I started feeling cold and hot at the same time, and a rushing sound welled up in my ears, and then for a second I thought the ride was shaking, but then I realized it was just me, breathing in and out in staccato bursts—way, way too fast.
Duncan was peering at me. “You look really green.”
“I might be about to faint.”
He grabbed my hands and enclosed them in his. They felt big, and warm, and strong, and dry—not clammy and moist and pathetic like mine. “Hey,” he said, “look at me.”
I turned and looked at him, at those eyes fixed on mine in an intense way I’d never seen from anybody before.

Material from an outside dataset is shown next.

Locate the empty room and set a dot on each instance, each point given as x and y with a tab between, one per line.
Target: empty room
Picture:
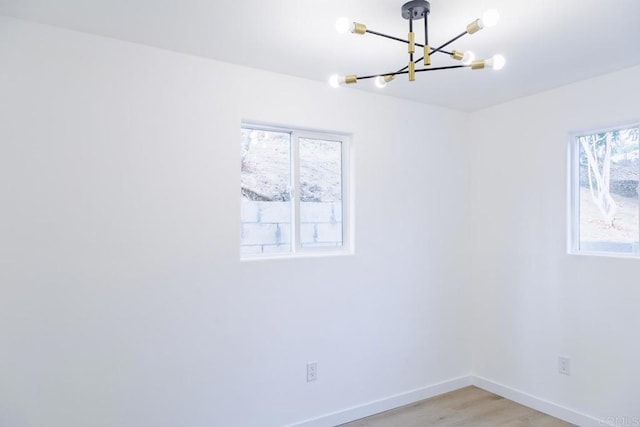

“I’m going to help you breathe.”
“I know how to breathe,” I said, panting.
“Not at the moment.”
Next, he put a hand against my face to hold my gaze right on him. “We’re going to breathe together, and you’re going to start to feel better.”
He made me look straight at him—into his eyes—and breathe in for five counts and then back out for four. Then again, and then again. We breathed in together and out together, in sync, while he counted in a quiet voice. I watched his mouth moving. I heard his breath rustling the air. I let my hands stay wrapped up inside his.
What was it about eye contact that was so intense? Or was it just that face of his? Something about the shape of his nose, maybe, or the line of his jaw, or the plumpness of his bottom lip. I didn’t know. I might never figure it out.
“Just keep your eyes on me,” Duncan said.
No problem.
I liked being that close to him. I liked having his full attention. I liked the curve of his neck and the way that long, vertical tendon pressed out and curved down and around as he kept his head turned to me, face to face, focused in a way that people never, ever are—unless they have a reason to be.
I was a tiny bit glad I had a reason to be.
Everything had its upside.
And that’s when the Iron Shark revved back up, and we started to move.